If you slow down long enough to consider why you do what you do, you’ll probably be amazed and disturbed at the same time. I’m reading a book that’s jerking me around like that, The Power of Habit. It’s delivering the one-two punch of amazement and disturbance. I was listening to an interview, recently, on one of those network morning talk segments that stirred my curiosity so much, I went straight to Amazon and ordered. I have a love/hate relationship with my new book.
What I’m learning is this; habit is established based on the craving for the end result more than the end result itself. This is fascinating and confusing at the same time. I’m fascinated because studies show the reason people habitually exercise is they crave the endorphins and other neurochemicals they get from the work out and the sense of accomplishment that comes when they’re cooling down. I’m confused because after I exercise, all I want to do is lie down and drink a big glass of sweet tea, which most likely cancels out all the calories I just burned. Forget the endorphin rush.
Exercise for me is driven more out of a burning sense of guilt than desire. I go in seasons of really committed or really full of excuses, one extreme or the other. A friend posted on Facebook the other day she started out her birthday with an eight mile run. My son Travis just shaved 13 minutes off his best half marathon time. Those two things alone raised my guilt level higher than the excuses.
I hadn’t laced up my walking shoes in a few weeks, ok, a few months, so I got them out. No sense of craving hit, but it was a beautiful day and I was looking forward to simply being outside. Where I live there’s barely 25 yards of flat ground which, in my sense of reasoning, is a logical excuse for not walking. However, for every uphill there is a downhill where I can regroup and stop gasping.
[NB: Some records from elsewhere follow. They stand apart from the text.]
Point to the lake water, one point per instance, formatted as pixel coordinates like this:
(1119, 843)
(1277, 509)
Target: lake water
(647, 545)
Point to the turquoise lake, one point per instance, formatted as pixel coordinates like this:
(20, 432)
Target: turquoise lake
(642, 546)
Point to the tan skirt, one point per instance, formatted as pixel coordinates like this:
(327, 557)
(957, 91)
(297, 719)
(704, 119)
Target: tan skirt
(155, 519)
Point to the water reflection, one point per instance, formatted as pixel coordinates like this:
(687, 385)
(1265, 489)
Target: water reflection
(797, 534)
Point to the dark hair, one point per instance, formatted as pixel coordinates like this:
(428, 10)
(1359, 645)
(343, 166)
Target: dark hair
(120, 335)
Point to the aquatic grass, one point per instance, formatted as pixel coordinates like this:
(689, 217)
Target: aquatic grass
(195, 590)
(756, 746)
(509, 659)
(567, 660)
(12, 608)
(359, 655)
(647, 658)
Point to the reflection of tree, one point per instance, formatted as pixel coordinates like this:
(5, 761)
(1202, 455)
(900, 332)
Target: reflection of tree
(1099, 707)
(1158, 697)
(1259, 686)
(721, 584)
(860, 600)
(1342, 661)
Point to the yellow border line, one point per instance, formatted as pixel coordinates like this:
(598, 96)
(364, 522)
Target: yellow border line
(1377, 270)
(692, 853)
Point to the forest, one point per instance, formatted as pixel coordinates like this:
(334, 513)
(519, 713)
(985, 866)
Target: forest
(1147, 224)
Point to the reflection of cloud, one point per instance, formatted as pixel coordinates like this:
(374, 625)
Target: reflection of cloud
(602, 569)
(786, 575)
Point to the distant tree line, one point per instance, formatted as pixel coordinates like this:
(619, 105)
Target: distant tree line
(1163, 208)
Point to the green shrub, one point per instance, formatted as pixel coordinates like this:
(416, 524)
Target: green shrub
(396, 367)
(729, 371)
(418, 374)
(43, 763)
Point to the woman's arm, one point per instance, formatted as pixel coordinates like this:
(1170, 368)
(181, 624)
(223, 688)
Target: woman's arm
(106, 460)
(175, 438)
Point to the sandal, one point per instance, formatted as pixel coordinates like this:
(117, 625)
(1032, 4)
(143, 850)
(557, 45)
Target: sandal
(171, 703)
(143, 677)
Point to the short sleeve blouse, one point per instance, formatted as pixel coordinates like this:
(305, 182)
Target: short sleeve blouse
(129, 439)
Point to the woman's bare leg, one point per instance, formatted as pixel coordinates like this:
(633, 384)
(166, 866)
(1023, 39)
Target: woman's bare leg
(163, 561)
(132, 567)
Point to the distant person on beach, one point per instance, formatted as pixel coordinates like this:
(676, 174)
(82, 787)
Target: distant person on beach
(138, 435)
I was in a downhill-stop-panting phase when I noticed something unusual. I stopped. Growing out of the crack between the asphalt road and the concrete curb were two wild daisies. The strangest thing was there were no other daisies anywhere around. They were oddly out of place.
I took a picture, smiled and kept walking. I wondered how those flowers ever got there and how they managed to grow. More than likely bird poop deposited the seeds for them to get started and, even though they look delicate, they have enough gumption and grit to keep going.
This is what dawned on me while on my guilt induced walk: it doesn’t matter how you got there, or what you have to work with, do the best you can, with what you have, right where you are.
A habit established by an endorphin rush or not, I should keep on walking. There’s a lot to learn out there.